Biological and clinical data
Biological data (hemoglobin concentration, fetal hemoglobin level, blood cell count, creatinine concentration, uric acid concentration, liver enzyme activities, and hemolysis parameters) were obtained for each patient during steady state (ie, at least 1 month after an acute clinical event or 3 months after blood transfusion). The patient's case history was studied retrospectively, and data on complications that occurred during medical follow-up were collected.

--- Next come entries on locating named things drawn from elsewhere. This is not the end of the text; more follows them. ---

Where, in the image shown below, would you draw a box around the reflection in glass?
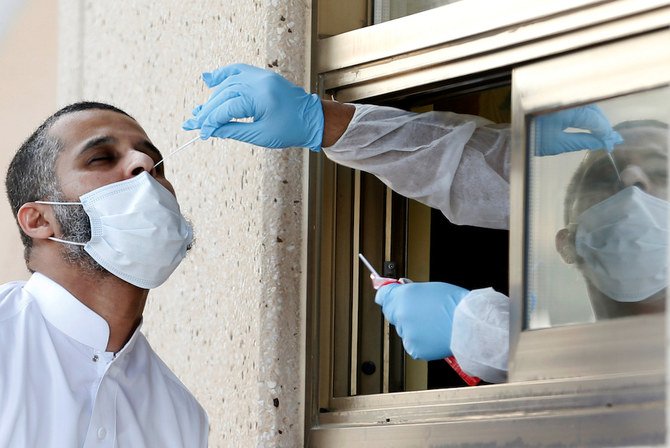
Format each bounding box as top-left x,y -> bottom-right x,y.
526,88 -> 670,329
373,0 -> 462,24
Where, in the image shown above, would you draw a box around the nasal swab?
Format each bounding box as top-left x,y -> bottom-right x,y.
154,137 -> 200,168
607,152 -> 621,182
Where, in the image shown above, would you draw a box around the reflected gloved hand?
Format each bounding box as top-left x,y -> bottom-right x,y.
375,282 -> 469,360
182,64 -> 324,151
534,104 -> 623,156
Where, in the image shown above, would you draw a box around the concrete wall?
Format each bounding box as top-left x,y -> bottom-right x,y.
0,0 -> 58,284
58,0 -> 309,447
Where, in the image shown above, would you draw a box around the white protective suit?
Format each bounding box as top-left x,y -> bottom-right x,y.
323,104 -> 510,383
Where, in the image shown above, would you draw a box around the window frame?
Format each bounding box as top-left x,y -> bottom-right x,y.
305,0 -> 670,446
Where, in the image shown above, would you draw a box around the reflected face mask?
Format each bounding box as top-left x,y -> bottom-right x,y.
35,172 -> 193,289
575,187 -> 669,302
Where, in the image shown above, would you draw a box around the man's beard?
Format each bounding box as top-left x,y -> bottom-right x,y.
54,199 -> 195,277
54,200 -> 111,276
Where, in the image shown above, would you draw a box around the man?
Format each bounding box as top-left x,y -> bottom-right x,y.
0,102 -> 208,448
184,64 -> 640,382
556,120 -> 668,319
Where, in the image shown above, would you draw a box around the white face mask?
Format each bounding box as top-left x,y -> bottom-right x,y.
35,172 -> 193,289
575,187 -> 670,302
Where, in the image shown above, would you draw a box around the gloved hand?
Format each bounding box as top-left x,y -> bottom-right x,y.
534,104 -> 623,156
375,282 -> 470,361
182,64 -> 324,151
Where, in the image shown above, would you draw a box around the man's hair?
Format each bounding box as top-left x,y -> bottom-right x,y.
563,120 -> 668,225
5,101 -> 132,263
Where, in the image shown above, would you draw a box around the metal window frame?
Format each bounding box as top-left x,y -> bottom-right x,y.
305,0 -> 670,447
509,29 -> 670,381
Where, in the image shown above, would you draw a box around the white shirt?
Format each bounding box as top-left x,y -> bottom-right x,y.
0,273 -> 209,448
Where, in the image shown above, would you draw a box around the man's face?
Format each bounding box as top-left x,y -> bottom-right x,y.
50,109 -> 174,201
45,109 -> 181,275
571,131 -> 668,222
570,128 -> 668,317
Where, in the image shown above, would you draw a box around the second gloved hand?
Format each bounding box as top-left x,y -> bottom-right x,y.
182,64 -> 324,151
375,282 -> 469,360
533,104 -> 623,156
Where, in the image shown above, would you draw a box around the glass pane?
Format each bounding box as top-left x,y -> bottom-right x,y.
526,87 -> 670,329
373,0 -> 462,24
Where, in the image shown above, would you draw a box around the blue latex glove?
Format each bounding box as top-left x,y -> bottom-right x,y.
182,64 -> 324,151
375,282 -> 470,361
534,104 -> 623,156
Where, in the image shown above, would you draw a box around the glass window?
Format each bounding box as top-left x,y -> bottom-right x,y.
374,0 -> 462,24
526,88 -> 670,329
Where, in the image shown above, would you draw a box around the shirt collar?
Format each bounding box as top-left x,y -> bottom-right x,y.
24,272 -> 109,352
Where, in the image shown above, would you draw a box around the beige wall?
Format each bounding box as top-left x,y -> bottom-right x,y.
0,0 -> 58,284
58,0 -> 309,447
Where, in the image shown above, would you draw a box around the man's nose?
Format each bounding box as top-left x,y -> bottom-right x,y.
124,150 -> 155,179
621,164 -> 652,191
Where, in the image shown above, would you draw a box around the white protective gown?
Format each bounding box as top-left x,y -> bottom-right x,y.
323,104 -> 510,382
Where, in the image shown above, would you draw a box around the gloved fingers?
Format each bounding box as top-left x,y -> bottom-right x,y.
540,132 -> 605,154
375,283 -> 401,307
200,96 -> 254,139
565,104 -> 612,137
184,84 -> 247,130
202,64 -> 256,88
566,104 -> 623,151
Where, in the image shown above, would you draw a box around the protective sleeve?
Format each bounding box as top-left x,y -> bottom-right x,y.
451,288 -> 509,383
323,104 -> 509,229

We analyzed the total number of days spent in the hospital for severe painful crises requiring the administration of morphine, the documented infectious episodes requiring hospital admission, and acute and chronic organ failure related to SCD (ie, stroke, acute chest syndrome, priapism, proliferative retinopathy, aseptic necrosis of the head of long bones, leg ulceration, papillary necrosis, chronic renal or hepatic failure, and chronic respiratory or cardiac failure). These biological and clinical data were compared for the 2 groups and analyzed statistically. We also established a clinical severity scoring system, based on a modified version of the model proposed by Hebbel et al,20 taking into account the complications of SCD classically related to vascular occlusions. We introduced into this scoring system other SCD complications such as papillary necrosis, priapism, and acute chest syndrome, all of which contribute to disease severity (Table 2). We also adapted the score assigned to severe painful crises to our clinical practice, as we used aggressive treatment (hydroxyurea or regular RBC exchange) if patients experienced more than 3 severe acute vaso-occlusive events per year. Indeed, Platt et al21 showed that the number of painful episodes per year is a measure of clinical severity and is correlated with early death, particularly in SCD patients older than 20 years.
Statistical analysis
The 2 groups were compared by means of the nonparametric Mann-Whitney test for quantitative data (biological data) and Pearson's chi-square test (or Fisher's exact test when necessary) for categorical data. Paired relative risks for each complication were calculated and compared with 1. A P < .05 was considered to be statistically significant.
Results
CD36 expression
The 14 patients selected on the basis of their platelet CD36–deficient phenotype also lacked CD36 on their reticulocytes and RBCs (Table 3), regardless of whether they had type I or type II CD36 deficiency. In contrast, the 31 controls (also SS patients) strongly expressed CD36 on reticulocytes and, to a lesser extent, on mature RBCs. These results were not influenced by reticulocyte count because reticulocytosis did not differ significantly in the 2 groups: 10.22% ± 4.18% (ie, absolute value of 318 × 109/L ± 95 × 109/L) for the CD36− patients, and 10.92% ± 4.03% (259 × 109/L ± 91 × 109/L) for the CD36+ controls.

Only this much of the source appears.